Viruses, malware, and "bad ads" that cause mobile redirects and other situations are rare, but they can unfortunately happen and are usually very hard to track down.


We are also looking into other techniques and technologies that may be useful to help reduce these types of issues.


If you see this happening in the future, and you can reproduce it, please submit a ticket to our Customer Support staff with the URL of the page where it happened, the resulting landing page URL and any information you have about the ad (such as a screenshot, HTML source code, etc.) and we will see if we can reproduce it locally. If we are able to determine further where the redirect source might be, we can notify our partners of the URL so the issue can be addressed.

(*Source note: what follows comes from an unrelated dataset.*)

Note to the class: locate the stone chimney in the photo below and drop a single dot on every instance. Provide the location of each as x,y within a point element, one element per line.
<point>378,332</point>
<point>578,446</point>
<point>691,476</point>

As a side note, Greg, are you still having issues? 

I haven't had the popups appear personally since yesterday afternoon, but I have to stress this hasn't been rare. It has been frequent in the past two weeks. We've had dozens of complaints from readers and could go around the newsroom and have it happen on 3 of 3 devices at any given time. I've forwarded examples to TN support and can do so again.


We switched to Facebook Instant to avoid issues there. I'm going to try to let posts run without Instant Article today and see what kind of response we get from readers. Thanks!

UPDATE: No reports of pop-ups today! Not sure what the magic was, but THANK YOU!

Amazon re-direct spam on phones is back. We haven't made any changes to our code. Anything on the TownNews side? Anyone else hearing from readers?

It’s probably a bad ad. Have you tried the site using adblocker or contacting whoever handles ads?

So far, all of the ads we have seen have been on iOS for us.  One of them have included potential malware (no idea if it would work on iOS, AV caught it first).  This needs looked into with haste please!